Ambrogio Lorenzetti (Sienne, vers 1290 – Sienne, 1348)
Annunciazione (Annonciation), 1334-1336.
Fresque détachée, 238 x 441 cm.
Inscriptions : /
Provenance : In situ.
Montesiepi (Chiusdino), Cappella di San Galgano, paroi nord-est.
Cette image insolite de l’Annonciation suscite depuis toujours un intérêt particulier. Elle est peinte sur le registre inférieur de la paroi absidiale de la chapelle, sous la Gloire de Marie, ce qui n’est pas sans importance. Sa composition, comme son iconographie, se révèlent d’une extraordinaire originalité. Sans compter sa remarquable capacité à jouer de la structure architecturale sur laquelle elle s’inscrit. La présence fantomatique de certaines figures effacées ou déplacées (dès le XIVe s.) et que le temps et ses aléas ont fini par révéler à nouveau, permet, une nouvelle fois, de prendre la mesure de l’intelligence et de la complexité extrêmes du projet iconographique élaboré par Ambrogio Lorenzetti, artiste perfectissimo, ainsi que le définit Ghiberti [1]Roberto BARTALINI, « ‘La piagha che Maria richiuse in se e unse’. Di nuovo sui dipinti murali di Ambrogio Lorenzetti nella cappella di San Galgano sur Montesiepi”. Prospettiva, 165-166, 2017, pp. 20-30, en part. p. 28, note 3., dans la chapelle de Montesiepi.

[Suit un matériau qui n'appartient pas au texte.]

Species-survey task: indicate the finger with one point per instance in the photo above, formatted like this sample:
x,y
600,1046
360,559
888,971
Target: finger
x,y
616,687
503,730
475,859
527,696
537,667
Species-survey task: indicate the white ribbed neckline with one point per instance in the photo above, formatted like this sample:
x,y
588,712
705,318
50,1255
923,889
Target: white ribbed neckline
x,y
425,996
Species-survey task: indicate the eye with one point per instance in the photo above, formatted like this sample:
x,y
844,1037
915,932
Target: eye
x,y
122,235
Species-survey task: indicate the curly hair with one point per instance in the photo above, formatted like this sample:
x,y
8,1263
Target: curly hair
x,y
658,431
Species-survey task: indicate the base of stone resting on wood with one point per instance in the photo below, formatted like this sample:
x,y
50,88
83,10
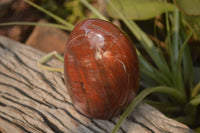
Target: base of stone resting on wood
x,y
36,100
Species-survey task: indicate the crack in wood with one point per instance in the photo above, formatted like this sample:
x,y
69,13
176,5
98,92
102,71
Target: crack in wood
x,y
35,100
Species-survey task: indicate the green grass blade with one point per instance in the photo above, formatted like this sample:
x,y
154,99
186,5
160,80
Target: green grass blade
x,y
96,12
176,26
37,24
195,101
149,70
179,80
62,21
196,90
146,43
170,91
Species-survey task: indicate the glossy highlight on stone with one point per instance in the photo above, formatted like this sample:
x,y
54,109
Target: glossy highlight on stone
x,y
101,69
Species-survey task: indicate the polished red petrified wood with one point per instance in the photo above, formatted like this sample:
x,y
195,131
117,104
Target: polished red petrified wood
x,y
101,69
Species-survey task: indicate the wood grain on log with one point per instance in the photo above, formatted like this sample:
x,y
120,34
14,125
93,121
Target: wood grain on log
x,y
36,100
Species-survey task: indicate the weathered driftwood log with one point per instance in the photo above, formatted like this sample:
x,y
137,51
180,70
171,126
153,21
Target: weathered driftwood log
x,y
36,100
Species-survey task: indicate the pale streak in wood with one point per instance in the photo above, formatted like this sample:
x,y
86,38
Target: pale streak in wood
x,y
36,100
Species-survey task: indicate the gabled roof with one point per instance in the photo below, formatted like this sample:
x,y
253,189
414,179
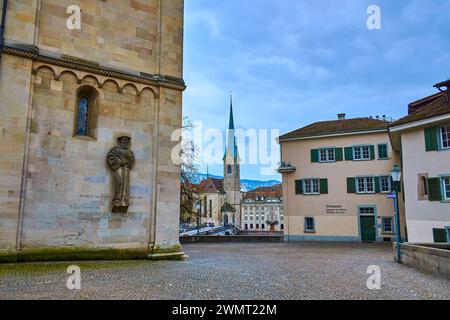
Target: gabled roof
x,y
275,191
435,108
337,127
227,208
212,185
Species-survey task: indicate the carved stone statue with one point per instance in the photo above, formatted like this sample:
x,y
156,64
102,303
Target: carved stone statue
x,y
121,160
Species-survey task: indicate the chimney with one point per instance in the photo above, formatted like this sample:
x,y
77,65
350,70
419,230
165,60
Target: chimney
x,y
446,85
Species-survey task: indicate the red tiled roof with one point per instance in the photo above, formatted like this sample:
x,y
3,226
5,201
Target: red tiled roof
x,y
212,185
337,127
275,191
435,108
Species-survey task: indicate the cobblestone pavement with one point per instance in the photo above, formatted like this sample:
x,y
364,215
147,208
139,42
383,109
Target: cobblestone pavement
x,y
232,271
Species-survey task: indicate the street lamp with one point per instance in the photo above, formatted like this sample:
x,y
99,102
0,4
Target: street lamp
x,y
396,176
198,206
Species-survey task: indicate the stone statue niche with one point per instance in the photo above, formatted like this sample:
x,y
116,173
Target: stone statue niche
x,y
121,160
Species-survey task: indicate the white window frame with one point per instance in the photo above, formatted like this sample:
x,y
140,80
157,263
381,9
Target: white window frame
x,y
444,189
441,134
365,191
392,225
361,152
387,151
311,186
389,184
328,152
313,225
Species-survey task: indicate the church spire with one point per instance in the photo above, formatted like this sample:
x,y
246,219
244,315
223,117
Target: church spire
x,y
231,148
231,124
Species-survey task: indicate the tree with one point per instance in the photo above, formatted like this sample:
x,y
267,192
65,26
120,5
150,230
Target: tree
x,y
189,194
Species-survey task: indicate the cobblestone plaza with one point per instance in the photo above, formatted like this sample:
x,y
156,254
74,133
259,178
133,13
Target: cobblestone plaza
x,y
232,271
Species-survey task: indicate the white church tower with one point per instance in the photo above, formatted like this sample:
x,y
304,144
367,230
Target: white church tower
x,y
232,176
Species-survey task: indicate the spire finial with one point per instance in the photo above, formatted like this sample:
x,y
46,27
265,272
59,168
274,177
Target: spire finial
x,y
231,126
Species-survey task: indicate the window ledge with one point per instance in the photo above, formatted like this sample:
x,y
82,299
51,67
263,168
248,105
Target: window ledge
x,y
85,138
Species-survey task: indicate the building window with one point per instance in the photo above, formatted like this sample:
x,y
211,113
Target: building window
x,y
82,117
383,151
361,153
365,185
367,211
446,187
311,186
327,155
423,186
86,115
309,225
445,137
385,184
387,225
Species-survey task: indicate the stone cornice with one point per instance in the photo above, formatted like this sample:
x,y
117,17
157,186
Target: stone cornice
x,y
152,80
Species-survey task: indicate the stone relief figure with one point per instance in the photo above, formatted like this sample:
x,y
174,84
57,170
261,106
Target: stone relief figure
x,y
121,160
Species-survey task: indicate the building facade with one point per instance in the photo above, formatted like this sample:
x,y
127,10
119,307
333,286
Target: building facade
x,y
221,198
336,181
66,96
422,139
262,210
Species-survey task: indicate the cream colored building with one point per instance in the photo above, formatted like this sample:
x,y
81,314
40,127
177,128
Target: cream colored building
x,y
336,181
423,140
65,97
262,210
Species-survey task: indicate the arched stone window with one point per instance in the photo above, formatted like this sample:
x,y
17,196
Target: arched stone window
x,y
86,113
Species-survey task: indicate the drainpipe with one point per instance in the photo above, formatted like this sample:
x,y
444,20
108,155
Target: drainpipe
x,y
2,26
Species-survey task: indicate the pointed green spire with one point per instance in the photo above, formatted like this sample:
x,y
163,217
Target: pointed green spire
x,y
231,126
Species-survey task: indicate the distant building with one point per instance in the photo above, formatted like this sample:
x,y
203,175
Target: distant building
x,y
262,209
221,198
423,141
336,181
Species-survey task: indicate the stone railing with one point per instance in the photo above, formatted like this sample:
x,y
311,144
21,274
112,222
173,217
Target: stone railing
x,y
431,258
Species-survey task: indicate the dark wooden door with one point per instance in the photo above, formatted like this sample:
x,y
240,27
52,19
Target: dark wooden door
x,y
368,230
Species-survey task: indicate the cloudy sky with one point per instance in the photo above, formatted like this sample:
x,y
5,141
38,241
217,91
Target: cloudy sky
x,y
293,62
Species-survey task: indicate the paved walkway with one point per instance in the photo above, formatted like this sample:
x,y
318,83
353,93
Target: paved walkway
x,y
232,271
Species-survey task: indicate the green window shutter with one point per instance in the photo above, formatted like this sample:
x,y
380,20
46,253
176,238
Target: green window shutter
x,y
440,235
372,152
298,186
348,154
431,139
323,186
434,189
351,187
339,154
377,185
314,155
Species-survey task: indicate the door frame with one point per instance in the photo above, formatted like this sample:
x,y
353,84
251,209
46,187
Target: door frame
x,y
375,215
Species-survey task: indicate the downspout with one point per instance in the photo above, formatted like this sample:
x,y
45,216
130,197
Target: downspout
x,y
2,26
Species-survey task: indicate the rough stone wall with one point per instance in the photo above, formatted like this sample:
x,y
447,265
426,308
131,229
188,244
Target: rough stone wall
x,y
114,33
426,258
15,77
66,202
68,198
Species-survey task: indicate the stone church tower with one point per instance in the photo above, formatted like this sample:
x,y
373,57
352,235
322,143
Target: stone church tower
x,y
66,95
231,174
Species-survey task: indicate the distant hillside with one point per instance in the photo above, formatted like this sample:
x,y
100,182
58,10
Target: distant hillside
x,y
246,183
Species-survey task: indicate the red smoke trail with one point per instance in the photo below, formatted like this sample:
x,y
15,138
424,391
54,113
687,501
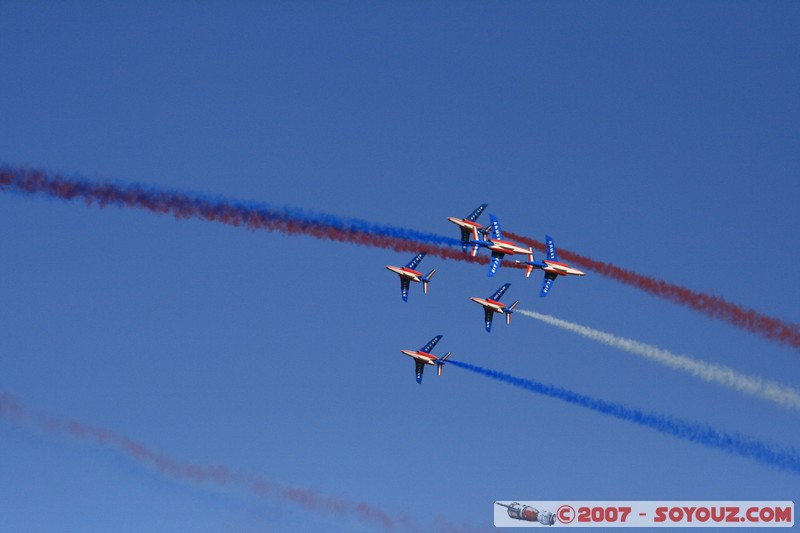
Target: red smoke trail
x,y
713,306
220,476
184,206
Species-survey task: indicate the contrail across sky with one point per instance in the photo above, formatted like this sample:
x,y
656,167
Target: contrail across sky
x,y
220,476
710,305
711,372
786,459
297,222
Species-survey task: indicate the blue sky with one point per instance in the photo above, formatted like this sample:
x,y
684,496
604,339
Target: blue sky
x,y
662,137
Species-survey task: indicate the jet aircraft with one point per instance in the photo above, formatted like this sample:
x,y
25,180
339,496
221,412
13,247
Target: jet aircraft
x,y
423,357
551,266
492,305
408,274
499,247
468,224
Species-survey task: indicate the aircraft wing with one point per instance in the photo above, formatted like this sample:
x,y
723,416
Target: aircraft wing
x,y
488,314
551,248
547,283
495,228
404,284
465,235
431,343
475,214
500,292
494,263
414,262
420,369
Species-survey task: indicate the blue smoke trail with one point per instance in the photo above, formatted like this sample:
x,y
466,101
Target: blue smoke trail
x,y
787,459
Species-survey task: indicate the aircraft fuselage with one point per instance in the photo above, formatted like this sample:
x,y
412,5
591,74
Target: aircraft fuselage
x,y
408,273
426,358
506,247
464,223
497,307
561,269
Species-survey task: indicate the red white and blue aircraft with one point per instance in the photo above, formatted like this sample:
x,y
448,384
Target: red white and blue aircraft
x,y
467,225
423,357
499,247
492,305
551,266
408,274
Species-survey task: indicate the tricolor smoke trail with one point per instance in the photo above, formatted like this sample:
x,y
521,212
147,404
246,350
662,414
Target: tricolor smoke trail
x,y
783,458
297,222
219,476
288,221
711,372
710,305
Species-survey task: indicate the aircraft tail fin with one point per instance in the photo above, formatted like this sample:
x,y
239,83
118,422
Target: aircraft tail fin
x,y
528,271
427,279
440,363
509,311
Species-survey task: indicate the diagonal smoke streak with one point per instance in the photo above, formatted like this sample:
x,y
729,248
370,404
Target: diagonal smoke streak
x,y
711,372
710,305
733,443
219,476
290,221
297,222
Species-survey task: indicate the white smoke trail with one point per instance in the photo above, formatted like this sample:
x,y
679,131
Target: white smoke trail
x,y
711,372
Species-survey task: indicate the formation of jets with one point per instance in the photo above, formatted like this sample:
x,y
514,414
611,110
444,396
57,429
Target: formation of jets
x,y
474,237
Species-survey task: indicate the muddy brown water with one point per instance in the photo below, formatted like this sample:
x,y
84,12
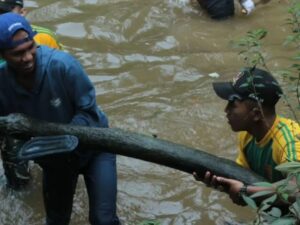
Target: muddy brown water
x,y
153,63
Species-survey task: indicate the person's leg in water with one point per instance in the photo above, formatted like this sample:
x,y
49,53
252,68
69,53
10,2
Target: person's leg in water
x,y
16,171
59,186
101,181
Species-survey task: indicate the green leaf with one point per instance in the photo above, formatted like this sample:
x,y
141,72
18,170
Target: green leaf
x,y
284,221
249,201
270,200
288,166
275,212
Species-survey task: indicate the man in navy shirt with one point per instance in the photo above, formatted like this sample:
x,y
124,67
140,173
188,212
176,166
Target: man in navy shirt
x,y
50,85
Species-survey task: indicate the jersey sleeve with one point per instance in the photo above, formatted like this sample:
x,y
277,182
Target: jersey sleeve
x,y
241,158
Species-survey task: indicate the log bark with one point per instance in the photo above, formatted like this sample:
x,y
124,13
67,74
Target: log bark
x,y
131,144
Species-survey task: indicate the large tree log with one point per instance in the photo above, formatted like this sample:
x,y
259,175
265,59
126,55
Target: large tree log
x,y
131,144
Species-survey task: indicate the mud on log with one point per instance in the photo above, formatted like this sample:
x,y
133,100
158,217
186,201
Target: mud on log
x,y
131,144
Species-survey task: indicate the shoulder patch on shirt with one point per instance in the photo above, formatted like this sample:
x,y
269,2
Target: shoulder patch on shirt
x,y
55,102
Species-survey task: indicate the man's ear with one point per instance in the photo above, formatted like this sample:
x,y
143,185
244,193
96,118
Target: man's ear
x,y
23,12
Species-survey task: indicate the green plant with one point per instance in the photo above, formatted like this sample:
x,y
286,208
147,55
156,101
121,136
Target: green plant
x,y
285,195
251,47
287,191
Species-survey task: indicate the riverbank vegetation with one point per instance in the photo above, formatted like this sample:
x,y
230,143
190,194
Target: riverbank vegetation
x,y
286,191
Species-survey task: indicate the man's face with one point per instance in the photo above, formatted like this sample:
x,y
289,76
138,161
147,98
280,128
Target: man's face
x,y
22,57
17,9
239,115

Avant qu’Ambrogio ne conçoive cette Annonciation, il existait déjà une tradition picturale consistant à répartir les protagonistes de l’épisode sacré de part et d’autre d’une surface divisée en deux par une fenêtre cintrée ou une arche, au sein d’une architecture donnée. L’exemple, célèbre entre tous, de l’Annonciation peinte par Giotto (1303-1305) dans la chapelle Scrovegni (Padoue) atteste de cette réalité. S’il convient de ne pas oublier la dévotion particulière dont bénéficiait l’Annonciation à Sienne, ni le précédent que constitue le premier retable entièrement consacré à ce sujet (la Pala di Sant’Ansano), peint par Simone Martini (1333) pour l’une des chapelles de la cathédrale de la ville, il y a peu d’exemples où une scène d’Annonciation prenne une place aussi prééminente. En outre, la composition est exceptionnelle en ce qu’elle donne à l’ouverture centrale percée dans le mur un rôle à part entière dans l’espace de la représentation. On remarquera en premier lieu que l’embrasure de cette fenêtre réelle comporte des éléments figuratifs qui viennent prolonger l’espace représenté et en augmenter l’illusion de réalité : on y voit le dessin d’une voûte à caisson et d’un sol qui se situe dans la continuité de l’espace dans lequel se déroule la scène. Ce principe de continuité est assez effacement construit pour créer l’illusion que l’épisode se déroule, pour ainsi dire, dans un volume virtuel situé dans l’épaisseur même du mur. De ce fait, les personnages qui y résident sont en mesure de communiquer visuellement à travers les ouvertures d’une baie architecturale simulée sur les parties latérales de l’embrasure de la fenêtre réelle. La leçon sera retenue, avec moins de génie, par Lippo Vanni, à San Leonardo al Lago ainsi que par Biagio di Goro Ghezzi à Paganico (Grossetto).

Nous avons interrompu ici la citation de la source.